504. Mensajero

29 de abril de 2025 | Abril 2025

Hicieron pasar al mensajero del pueblo después de dos horas, cuando el rey terminó la jornada de casting en busca de una nueva novia que se adaptara a las condiciones que él deseaba, mientras su hermana hacía comentarios denigrantes para las mujeres que se desnudaban ante ellos.

—¿Qué quiere? —preguntó el rey, mientras empezaba a comer una pata de pollo con las manos.

—Su majestad —saludó el mensajero con una reverencia—. Vengo a traerle las noticias del pueblo ahí afuera.

—Más vale que sean buenas.

—Sí. Hay buenas noticias… y también otras no tan buenas. ¿Cuál quisiera que informe primero?

—¡Un juego! —se alegró el rey—. Empezaría con las malas. Y que las buenas las superen. Quiero, digamos, un balance positivo. De lo contrario, terminará como su antecesor, apedreado —asintió.

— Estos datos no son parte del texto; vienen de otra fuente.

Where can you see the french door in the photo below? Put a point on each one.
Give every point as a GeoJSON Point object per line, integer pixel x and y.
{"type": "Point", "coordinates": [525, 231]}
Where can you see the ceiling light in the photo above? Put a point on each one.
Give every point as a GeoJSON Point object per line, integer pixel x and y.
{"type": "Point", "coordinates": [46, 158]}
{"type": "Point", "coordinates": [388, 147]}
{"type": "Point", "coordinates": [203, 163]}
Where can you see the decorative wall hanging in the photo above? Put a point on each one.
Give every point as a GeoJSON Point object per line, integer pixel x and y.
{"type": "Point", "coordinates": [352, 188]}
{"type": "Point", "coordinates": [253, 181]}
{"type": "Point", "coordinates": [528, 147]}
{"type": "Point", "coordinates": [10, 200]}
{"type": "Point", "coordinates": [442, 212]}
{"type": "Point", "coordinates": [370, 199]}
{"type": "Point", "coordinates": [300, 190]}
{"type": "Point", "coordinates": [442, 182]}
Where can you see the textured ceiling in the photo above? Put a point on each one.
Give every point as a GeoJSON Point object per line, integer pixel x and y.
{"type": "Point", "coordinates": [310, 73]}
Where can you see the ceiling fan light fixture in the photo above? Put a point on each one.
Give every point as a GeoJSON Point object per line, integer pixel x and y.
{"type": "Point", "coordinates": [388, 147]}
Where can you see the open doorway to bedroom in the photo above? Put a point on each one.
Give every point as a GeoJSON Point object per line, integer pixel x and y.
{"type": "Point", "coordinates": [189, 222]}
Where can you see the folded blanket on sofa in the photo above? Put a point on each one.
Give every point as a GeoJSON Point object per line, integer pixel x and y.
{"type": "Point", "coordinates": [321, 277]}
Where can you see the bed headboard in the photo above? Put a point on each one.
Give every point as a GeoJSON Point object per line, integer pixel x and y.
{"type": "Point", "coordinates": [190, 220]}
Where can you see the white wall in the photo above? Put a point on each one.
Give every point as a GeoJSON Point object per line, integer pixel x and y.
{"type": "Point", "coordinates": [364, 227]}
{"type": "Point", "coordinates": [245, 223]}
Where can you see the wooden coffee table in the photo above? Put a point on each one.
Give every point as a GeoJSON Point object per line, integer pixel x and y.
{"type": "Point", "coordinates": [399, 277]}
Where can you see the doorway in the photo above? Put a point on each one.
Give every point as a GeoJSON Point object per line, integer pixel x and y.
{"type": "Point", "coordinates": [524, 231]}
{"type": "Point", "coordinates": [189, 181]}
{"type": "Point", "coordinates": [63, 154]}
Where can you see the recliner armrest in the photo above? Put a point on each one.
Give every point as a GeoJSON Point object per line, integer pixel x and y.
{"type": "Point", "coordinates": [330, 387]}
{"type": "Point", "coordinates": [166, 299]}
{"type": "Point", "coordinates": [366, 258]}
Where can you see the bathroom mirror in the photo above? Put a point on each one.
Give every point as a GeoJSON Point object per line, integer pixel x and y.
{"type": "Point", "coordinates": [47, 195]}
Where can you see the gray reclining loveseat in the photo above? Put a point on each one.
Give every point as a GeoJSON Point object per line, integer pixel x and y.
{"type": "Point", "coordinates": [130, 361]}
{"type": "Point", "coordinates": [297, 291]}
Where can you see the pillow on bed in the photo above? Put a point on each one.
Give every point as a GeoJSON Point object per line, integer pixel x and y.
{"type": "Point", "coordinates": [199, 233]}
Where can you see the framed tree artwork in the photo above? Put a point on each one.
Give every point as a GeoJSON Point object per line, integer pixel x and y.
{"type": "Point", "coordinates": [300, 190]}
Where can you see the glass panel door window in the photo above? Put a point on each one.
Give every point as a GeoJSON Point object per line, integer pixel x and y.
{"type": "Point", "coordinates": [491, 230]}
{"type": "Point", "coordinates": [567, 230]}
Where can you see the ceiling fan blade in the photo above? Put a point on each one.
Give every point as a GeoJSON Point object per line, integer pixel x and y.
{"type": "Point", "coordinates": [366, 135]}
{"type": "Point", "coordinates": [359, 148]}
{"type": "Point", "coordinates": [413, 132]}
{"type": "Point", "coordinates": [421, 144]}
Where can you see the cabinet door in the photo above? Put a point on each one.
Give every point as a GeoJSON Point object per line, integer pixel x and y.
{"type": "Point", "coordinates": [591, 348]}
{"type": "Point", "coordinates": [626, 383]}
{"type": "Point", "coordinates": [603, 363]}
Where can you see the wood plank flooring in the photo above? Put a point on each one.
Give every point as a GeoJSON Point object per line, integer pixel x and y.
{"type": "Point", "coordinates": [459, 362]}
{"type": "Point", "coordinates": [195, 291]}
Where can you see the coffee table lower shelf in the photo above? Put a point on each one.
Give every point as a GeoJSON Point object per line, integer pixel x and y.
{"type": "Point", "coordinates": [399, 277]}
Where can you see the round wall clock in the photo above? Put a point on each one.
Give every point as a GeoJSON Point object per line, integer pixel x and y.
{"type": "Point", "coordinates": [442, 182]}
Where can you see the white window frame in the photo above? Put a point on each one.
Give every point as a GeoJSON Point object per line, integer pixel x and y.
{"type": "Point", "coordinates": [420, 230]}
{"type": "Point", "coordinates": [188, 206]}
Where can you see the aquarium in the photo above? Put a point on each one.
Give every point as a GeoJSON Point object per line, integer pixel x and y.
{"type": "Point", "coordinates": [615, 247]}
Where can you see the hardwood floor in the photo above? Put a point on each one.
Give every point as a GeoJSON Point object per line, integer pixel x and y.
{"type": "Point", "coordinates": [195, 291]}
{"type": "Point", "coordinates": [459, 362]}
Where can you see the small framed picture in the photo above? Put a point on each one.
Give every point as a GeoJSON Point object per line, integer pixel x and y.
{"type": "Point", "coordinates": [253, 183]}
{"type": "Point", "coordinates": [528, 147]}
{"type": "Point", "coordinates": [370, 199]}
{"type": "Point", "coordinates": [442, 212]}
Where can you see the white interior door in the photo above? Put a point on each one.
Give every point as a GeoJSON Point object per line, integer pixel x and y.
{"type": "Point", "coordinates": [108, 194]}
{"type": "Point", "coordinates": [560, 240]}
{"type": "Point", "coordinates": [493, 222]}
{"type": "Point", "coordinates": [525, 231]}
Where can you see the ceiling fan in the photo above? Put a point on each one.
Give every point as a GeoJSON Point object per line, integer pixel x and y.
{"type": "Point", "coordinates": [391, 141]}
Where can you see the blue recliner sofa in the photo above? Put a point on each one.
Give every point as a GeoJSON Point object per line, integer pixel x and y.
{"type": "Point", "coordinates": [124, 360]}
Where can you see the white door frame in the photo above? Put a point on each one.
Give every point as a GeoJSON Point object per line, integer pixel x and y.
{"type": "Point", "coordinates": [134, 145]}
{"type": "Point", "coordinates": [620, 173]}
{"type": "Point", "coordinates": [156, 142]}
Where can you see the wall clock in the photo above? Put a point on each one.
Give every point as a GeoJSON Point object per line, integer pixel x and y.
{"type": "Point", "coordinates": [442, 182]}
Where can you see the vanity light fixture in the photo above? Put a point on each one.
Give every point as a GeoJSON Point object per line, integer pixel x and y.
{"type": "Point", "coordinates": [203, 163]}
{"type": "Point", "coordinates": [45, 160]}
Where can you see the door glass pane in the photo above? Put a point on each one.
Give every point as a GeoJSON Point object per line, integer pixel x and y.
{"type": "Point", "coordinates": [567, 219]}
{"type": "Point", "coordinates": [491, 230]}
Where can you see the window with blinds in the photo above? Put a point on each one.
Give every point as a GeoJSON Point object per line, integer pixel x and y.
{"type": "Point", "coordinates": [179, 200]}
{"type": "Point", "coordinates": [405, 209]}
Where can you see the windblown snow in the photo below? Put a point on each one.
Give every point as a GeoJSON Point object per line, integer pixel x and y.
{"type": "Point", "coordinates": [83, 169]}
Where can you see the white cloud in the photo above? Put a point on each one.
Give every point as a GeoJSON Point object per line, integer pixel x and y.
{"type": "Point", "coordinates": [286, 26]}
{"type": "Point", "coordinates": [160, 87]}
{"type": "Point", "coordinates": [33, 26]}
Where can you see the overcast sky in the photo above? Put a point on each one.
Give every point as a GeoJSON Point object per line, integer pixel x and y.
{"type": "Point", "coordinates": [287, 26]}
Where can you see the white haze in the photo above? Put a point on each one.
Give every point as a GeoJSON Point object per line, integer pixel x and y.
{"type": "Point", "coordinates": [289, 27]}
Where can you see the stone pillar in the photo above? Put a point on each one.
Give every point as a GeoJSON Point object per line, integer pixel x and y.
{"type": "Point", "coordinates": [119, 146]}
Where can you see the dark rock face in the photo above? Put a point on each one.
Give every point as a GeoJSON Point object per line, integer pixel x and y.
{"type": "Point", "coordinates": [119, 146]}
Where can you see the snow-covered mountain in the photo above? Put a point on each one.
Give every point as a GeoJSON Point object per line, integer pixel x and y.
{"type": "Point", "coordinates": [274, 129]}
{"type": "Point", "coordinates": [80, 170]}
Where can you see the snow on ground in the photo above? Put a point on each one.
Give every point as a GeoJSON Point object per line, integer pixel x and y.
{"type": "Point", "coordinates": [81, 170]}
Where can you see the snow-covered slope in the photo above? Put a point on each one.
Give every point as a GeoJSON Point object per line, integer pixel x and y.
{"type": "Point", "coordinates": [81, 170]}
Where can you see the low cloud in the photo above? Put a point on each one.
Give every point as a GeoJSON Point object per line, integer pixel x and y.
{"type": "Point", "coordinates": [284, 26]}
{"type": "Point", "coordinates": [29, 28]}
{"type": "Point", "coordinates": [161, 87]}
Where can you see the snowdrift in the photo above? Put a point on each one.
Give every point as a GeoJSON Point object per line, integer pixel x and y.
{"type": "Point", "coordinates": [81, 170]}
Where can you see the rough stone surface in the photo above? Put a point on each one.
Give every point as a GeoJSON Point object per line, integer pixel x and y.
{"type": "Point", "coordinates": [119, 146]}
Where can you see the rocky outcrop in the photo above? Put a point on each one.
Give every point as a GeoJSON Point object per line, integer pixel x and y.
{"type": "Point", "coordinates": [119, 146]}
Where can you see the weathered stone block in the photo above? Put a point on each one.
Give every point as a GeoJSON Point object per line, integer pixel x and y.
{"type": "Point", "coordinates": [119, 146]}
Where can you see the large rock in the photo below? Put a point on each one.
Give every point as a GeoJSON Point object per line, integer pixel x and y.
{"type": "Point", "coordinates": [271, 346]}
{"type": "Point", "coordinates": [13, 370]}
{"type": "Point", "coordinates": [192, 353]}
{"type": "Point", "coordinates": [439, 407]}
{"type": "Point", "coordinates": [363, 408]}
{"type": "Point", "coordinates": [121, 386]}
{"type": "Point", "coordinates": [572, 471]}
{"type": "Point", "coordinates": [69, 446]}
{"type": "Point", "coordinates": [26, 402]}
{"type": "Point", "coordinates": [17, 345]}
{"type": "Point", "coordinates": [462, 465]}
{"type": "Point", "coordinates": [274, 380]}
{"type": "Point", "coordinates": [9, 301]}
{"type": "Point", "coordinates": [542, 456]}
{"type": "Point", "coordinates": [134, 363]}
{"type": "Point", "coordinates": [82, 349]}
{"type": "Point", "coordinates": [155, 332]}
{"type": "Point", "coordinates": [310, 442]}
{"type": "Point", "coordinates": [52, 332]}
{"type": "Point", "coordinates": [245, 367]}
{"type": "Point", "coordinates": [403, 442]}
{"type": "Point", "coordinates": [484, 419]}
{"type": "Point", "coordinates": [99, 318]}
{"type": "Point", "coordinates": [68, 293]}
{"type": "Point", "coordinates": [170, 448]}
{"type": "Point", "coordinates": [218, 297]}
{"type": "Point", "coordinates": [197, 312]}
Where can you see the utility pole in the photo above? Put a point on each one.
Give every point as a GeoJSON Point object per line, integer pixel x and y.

—¡Excelente! Las malas noticias son que el pueblo rechazó las carnes que usted les envió. Quedaron pudriéndose al costado del mercado, entre moscas y cualquier cantidad de insectos y animales carroñeros.

—¿Despreciaron mi ofrenda? —se indignó el rey—. ¡Todas las ratas que les entregué! Con el tiempo que demoramos en cazarlas en el castillo.

—Sí. Dijeron que… que no es carne para comer —afirmó el mensajero, bajito.

—¿Que no es…? —dijo el rey con los dientes apretados y le revoleó la pata de pollo al mensajero.

—Yo les dije que era carne. Pero cuando me pidieron que la probara… es que no tenía hambre. Y creyeron que les daba la razón.

—¡La buena noticia! —gritó el rey, enojado.

—La… la buena es que algunos habitantes ya se están empezando a morir de hambre.

El rey achinó los ojos, pensativo, durante medio minuto. Luego, preguntó:

—¿Cómo es esa una buena noticia?

—Es evidente, su majestad, el público se renueva, y los que vengan pueden ser menos quejosos que los actuales.

—Pero me quedaría sin pueblo que me adore.

—Espero tome mi comentario como un consejo: yo no me preocuparía tanto por esos adoradores, que ya casi no quedan —dijo el mensajero con una mueca de insignificancia.

—Átenlo a un poste para que lo apedreen —ordenó el rey a un súbdito.

Dos guardias agarraron al mensajero de los brazos y se lo llevaron a la rastra, mientras gritaba:

—¡Piedad, su majestad! ¡Por favor! ¡Solo quise hacer buenas las malas noticias!